La taxe Caïman, vocable qui vise le mécanisme de taxation par transparence instauré par l’article 5/1 du Coder des impôts sur les revenus, a déjà fait couler beaucoup d’encre.
« Imposer par transparence » signifie en substance que le fondateur d’une des structures visées par la loi est imposable sur les revenus de la structure visée par la loi (qualifiée de « construction juridique ») comme s’il les avait réalisés lui-même et ce même si la société n’avait pas distribué des dividendes à ses actionnaires : si les conditions de la taxe Caïman sont réunies, l’on va donc raisonner comme si la structure visée n’existait pas.
Force est de constater que le champ d’application de la taxe Caïman ne cesse d’être élargi et vise même des structures établies dans un pays avec lequel la Belgique a conclu une convention préventive de la double imposition, même si ledit pays fait partie de l’Espace Economique Européen.
Le problème est, d’évidence, que le législateur belge traite certaines structures relevant d’un droit étranger comme si elles étaient inexistantes, alors qu’en même temps, il essaye de tirer des conséquences fiscales d’une situation juridique qui, ayant lieu en dehors des frontières de la Belgique, devrait normalement échapper à sa compétence fiscale.
Ces questions ont, depuis le début, donné lieu à des vives discussions, surtout dans les cas où l’Etat d’établissement de la structure visé est lié à la Belgique par une convention préventive de la double imposition.
En effet, dans un tel cas et ce par le biais de la taxe Caïman, l’Etat belge s’arroge, fut-ce indirectement le pouvoir d’imposer des revenus qui ne pourraient l’être suivant la législation de l’Etat qui serait compétent de les imposer en vertu de la convention préventive de la double imposition.

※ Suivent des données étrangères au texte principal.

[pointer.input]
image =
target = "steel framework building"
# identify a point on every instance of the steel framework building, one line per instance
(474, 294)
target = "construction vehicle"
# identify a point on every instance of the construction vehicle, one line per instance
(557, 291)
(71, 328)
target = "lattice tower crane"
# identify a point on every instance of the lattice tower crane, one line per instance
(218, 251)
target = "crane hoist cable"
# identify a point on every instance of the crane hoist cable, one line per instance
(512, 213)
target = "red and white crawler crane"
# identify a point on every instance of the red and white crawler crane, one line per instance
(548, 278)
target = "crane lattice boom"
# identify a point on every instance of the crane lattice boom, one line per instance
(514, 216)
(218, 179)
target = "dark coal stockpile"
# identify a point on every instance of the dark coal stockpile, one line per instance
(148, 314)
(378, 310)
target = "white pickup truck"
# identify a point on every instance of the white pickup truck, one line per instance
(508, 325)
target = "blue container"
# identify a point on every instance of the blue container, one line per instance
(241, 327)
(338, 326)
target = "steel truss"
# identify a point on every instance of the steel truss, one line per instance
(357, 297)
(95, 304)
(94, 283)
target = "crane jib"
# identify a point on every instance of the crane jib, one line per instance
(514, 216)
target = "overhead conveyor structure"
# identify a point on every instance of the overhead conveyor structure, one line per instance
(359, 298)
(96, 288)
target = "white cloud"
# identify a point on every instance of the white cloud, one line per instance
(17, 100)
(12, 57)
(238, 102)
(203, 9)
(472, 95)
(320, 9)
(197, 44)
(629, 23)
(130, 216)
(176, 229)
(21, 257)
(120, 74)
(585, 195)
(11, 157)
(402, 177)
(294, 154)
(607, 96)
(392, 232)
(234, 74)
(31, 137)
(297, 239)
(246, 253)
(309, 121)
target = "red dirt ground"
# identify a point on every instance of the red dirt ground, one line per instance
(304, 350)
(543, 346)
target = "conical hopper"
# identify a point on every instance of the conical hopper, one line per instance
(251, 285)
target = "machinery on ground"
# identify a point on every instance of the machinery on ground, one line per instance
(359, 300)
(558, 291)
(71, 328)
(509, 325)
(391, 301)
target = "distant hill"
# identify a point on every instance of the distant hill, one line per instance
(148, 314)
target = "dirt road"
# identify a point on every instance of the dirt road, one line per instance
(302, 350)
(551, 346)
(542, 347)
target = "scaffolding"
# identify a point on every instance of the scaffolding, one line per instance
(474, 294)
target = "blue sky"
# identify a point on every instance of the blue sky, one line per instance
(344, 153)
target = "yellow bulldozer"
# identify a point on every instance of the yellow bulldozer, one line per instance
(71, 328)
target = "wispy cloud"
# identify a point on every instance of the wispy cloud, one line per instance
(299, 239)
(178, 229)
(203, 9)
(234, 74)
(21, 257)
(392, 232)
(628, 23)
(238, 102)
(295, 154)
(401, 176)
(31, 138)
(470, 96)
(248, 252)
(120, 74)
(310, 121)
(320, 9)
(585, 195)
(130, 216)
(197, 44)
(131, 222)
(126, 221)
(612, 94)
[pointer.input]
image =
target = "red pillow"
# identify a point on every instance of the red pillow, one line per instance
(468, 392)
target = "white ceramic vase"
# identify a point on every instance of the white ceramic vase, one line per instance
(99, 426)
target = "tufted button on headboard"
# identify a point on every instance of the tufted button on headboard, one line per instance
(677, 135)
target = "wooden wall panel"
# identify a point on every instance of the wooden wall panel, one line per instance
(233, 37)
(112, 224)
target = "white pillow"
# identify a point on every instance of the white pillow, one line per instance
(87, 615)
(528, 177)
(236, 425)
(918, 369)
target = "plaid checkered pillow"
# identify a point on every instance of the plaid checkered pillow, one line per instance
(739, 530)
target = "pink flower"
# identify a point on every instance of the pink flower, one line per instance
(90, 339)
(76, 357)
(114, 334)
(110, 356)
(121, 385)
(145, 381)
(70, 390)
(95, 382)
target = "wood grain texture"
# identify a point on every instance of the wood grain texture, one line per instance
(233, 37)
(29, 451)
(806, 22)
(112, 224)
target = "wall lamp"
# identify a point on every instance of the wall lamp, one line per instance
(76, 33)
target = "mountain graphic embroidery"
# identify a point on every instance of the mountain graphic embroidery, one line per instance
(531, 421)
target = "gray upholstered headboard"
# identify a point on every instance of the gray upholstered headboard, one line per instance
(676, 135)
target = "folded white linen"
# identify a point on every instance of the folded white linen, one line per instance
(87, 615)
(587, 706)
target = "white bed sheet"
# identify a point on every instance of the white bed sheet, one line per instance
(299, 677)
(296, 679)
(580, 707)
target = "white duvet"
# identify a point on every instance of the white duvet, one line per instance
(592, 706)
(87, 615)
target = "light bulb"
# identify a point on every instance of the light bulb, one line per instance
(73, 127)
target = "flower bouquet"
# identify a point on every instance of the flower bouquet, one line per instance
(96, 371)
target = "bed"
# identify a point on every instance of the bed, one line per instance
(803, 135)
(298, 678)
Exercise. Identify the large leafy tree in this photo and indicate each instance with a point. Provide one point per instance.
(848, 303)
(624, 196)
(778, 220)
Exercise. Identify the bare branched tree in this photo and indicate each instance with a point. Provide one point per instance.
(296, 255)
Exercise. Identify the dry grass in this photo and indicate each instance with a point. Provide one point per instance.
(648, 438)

Certes, la taxation se fait dans le chef d’une personne différente de celle visée par la Convention mais le fait demeure qu’un revenu que l’Etat compétent estime ne pas devoir taxer deviendrait taxable dans le chef d’une autre personne, en Belgique : ce qui est parait singulier dans la mesure où c’est nature des revenus qui fonde pour chaque revenu la désignation de telle ou telle partie pour l’imposer… et non pas l’inverse.
Enfin, outre la question de la raison de cet « excès de pouvoir fiscal », l’on a constaté que dans certains cas, cette taxation était susceptible de créer une double imposition économique (le même revenu est imposé dans le chef de personnes différentes) à laquelle une convention préventive qui a vocation à régler les questions de double imposition juridique (le même revenu imposé dans le chef de la même personne pour la même période imposable) ne peut remédier.

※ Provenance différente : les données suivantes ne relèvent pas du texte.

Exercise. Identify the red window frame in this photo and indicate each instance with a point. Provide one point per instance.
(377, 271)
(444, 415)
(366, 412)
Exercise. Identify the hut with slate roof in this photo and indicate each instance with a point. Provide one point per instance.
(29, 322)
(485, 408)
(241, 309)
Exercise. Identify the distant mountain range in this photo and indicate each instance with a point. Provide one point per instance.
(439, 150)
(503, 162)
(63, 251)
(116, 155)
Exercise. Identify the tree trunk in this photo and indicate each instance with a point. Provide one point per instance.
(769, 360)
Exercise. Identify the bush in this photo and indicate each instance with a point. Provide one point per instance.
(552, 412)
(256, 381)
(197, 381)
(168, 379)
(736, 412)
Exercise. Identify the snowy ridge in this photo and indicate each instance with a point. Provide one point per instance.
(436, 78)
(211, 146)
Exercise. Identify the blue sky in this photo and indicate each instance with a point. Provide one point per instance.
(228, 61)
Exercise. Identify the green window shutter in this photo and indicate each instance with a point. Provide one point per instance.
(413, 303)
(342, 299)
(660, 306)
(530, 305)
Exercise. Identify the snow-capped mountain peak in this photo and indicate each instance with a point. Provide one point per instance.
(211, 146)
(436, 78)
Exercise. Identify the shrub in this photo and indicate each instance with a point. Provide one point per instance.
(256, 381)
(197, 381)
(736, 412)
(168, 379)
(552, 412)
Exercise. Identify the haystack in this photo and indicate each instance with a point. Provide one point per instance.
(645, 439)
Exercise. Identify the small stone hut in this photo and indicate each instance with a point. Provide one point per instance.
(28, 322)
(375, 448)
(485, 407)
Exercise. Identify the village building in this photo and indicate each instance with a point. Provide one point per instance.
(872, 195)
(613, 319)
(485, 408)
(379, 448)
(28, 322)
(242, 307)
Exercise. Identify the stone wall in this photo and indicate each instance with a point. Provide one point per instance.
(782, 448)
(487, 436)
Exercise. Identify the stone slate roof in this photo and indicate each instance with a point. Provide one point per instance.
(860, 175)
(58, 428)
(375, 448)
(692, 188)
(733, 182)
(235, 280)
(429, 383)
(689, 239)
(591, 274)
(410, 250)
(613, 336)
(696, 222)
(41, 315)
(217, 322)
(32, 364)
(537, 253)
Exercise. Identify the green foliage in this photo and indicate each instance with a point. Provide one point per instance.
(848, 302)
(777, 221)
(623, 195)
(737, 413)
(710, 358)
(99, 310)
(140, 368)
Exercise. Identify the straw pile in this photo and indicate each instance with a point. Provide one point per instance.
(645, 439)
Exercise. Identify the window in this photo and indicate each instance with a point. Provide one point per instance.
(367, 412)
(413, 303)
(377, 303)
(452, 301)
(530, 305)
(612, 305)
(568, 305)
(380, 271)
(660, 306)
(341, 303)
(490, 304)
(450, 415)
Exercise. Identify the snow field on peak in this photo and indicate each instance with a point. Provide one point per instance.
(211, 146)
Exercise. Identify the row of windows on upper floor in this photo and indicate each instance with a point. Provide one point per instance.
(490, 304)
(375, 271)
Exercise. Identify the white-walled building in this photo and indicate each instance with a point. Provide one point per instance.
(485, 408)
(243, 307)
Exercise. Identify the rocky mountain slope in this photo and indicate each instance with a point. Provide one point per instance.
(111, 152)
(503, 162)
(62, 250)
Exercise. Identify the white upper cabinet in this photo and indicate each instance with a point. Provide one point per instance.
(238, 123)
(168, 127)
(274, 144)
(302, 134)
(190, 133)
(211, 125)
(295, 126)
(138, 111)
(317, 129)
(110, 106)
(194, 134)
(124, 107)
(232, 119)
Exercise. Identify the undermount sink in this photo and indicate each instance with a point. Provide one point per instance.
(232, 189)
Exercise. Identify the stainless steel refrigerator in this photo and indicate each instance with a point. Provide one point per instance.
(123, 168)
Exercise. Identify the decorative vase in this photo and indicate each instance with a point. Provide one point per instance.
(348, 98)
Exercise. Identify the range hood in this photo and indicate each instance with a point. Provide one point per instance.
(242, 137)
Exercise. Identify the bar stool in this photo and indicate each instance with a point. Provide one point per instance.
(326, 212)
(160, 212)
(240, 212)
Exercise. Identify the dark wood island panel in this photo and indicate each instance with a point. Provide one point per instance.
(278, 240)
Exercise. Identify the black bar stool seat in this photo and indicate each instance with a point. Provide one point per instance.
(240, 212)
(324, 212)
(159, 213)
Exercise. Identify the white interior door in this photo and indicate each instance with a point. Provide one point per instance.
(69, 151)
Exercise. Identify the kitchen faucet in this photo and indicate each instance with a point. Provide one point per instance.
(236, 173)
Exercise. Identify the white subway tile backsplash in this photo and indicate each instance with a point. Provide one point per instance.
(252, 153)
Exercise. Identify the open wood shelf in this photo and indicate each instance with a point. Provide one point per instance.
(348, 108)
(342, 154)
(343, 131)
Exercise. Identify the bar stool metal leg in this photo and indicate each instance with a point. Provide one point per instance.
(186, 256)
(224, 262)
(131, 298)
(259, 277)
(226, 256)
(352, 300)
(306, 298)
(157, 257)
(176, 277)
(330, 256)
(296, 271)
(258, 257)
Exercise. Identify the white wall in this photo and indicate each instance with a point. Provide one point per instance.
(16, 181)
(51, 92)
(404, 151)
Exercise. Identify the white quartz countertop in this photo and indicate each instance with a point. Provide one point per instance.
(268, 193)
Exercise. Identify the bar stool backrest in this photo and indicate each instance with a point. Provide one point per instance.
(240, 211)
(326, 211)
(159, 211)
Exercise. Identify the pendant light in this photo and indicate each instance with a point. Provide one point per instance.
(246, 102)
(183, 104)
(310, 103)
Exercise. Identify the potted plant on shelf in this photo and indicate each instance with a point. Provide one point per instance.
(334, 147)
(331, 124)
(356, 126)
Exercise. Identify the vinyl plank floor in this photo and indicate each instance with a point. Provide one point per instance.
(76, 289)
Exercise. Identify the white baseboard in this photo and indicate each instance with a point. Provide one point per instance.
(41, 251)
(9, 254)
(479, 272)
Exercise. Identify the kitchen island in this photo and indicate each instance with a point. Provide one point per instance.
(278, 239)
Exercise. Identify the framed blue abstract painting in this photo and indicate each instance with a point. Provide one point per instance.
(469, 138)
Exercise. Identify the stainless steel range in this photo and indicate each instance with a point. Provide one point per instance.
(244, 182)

Pour rappel, en date du 9 novembre 2021, la Belgique et la France ont signé une nouvelle convention en vue d’éviter les doubles impositions et de prévenir l’évasion fiscale en matière d’impôts sur le revenu et sur la fortune.
Le même jour, un Protocole a été signé entre les parties et l’article 16 de celui-ci prévoit que la France pourra, notamment, appliquer les articles 209 B, 123 bis, 115 quinquies et 212 du Code général des impôts, alors que la Belgique pourra de son côté appliquer l’article 5/1 du Code des impôts sur les revenus 1992.

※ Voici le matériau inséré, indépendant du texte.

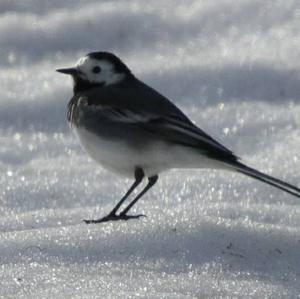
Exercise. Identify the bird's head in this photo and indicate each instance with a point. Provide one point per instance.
(97, 69)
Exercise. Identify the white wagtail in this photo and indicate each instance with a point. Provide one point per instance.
(133, 130)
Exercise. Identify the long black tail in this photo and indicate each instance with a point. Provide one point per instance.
(240, 167)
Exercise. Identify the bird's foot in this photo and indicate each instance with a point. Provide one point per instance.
(114, 217)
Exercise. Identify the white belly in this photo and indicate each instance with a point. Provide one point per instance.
(120, 158)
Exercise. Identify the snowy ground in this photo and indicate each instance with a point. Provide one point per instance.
(233, 67)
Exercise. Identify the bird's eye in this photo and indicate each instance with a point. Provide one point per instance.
(96, 69)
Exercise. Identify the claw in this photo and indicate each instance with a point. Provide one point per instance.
(114, 217)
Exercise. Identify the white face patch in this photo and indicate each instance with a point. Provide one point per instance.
(89, 71)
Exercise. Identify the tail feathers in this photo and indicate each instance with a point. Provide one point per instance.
(267, 179)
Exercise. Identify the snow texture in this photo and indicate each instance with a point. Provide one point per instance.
(233, 67)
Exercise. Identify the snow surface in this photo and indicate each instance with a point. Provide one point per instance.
(233, 67)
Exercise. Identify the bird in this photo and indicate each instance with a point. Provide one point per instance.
(134, 131)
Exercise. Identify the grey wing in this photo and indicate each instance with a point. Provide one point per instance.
(173, 128)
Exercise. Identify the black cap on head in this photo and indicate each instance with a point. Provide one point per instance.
(119, 65)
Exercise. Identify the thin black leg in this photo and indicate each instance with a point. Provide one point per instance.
(151, 183)
(139, 175)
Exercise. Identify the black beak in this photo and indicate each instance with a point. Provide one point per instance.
(68, 71)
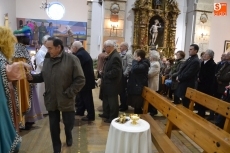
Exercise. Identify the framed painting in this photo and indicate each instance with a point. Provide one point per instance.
(227, 46)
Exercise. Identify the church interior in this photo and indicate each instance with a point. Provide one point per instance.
(166, 26)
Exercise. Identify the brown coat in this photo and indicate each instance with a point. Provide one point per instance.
(223, 77)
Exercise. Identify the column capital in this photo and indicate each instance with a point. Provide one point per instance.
(116, 0)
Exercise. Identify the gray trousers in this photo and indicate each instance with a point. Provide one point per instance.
(110, 106)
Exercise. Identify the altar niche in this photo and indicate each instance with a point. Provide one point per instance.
(156, 31)
(155, 25)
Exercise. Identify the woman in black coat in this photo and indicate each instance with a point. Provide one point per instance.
(138, 78)
(206, 78)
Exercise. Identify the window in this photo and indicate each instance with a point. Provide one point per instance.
(56, 11)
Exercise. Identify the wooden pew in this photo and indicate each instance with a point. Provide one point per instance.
(219, 106)
(208, 136)
(161, 141)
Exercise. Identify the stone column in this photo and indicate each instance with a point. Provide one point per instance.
(118, 33)
(202, 29)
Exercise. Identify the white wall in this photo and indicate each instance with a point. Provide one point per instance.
(129, 22)
(8, 6)
(220, 31)
(96, 30)
(75, 10)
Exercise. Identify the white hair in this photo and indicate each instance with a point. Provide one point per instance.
(110, 43)
(44, 39)
(210, 53)
(154, 55)
(125, 44)
(77, 44)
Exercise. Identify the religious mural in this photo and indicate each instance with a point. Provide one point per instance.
(68, 31)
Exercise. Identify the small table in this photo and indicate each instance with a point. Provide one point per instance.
(129, 138)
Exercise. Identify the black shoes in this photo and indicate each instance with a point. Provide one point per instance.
(107, 121)
(69, 142)
(102, 116)
(123, 109)
(87, 119)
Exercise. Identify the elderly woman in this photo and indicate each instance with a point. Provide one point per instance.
(206, 78)
(138, 78)
(153, 76)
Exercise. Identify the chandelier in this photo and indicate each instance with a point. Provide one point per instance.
(45, 5)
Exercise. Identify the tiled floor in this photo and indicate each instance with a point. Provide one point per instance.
(89, 137)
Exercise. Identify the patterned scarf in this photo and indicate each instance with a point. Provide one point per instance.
(3, 64)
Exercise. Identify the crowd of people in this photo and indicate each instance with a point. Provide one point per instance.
(62, 83)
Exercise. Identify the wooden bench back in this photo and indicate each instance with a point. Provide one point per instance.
(219, 106)
(205, 134)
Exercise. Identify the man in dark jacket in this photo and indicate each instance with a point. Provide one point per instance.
(187, 75)
(85, 99)
(64, 78)
(111, 82)
(206, 78)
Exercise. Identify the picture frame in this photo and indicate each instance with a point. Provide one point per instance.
(227, 46)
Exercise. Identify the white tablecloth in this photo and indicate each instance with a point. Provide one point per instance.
(129, 138)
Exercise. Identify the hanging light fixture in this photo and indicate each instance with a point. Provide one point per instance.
(45, 5)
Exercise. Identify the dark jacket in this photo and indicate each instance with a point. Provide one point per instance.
(138, 77)
(223, 77)
(87, 67)
(219, 65)
(206, 77)
(64, 78)
(187, 75)
(111, 75)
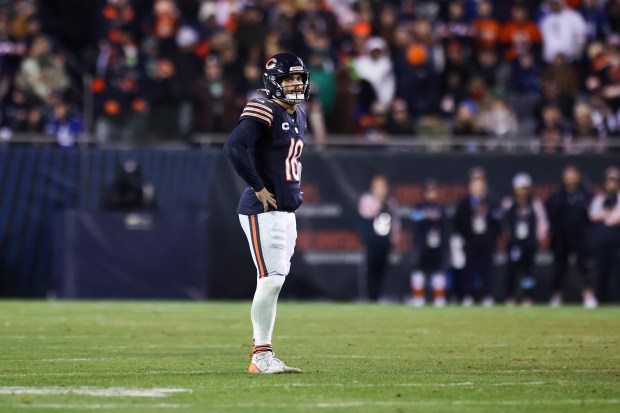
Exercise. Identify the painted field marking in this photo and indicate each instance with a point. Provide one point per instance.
(93, 391)
(101, 406)
(101, 374)
(422, 403)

L’on constate donc que les deux Etats ont expressément et même contractuellement admis l’application de la taxe Caïman dans un contexte franco-belge.
Il s’agit ici d’un pas en arrière majeur en la matière, surtout pour les actionnaires belges de certains structures françaises fiscalement translucides ou transparentes, les société civiles immobilières (SCI) en tête.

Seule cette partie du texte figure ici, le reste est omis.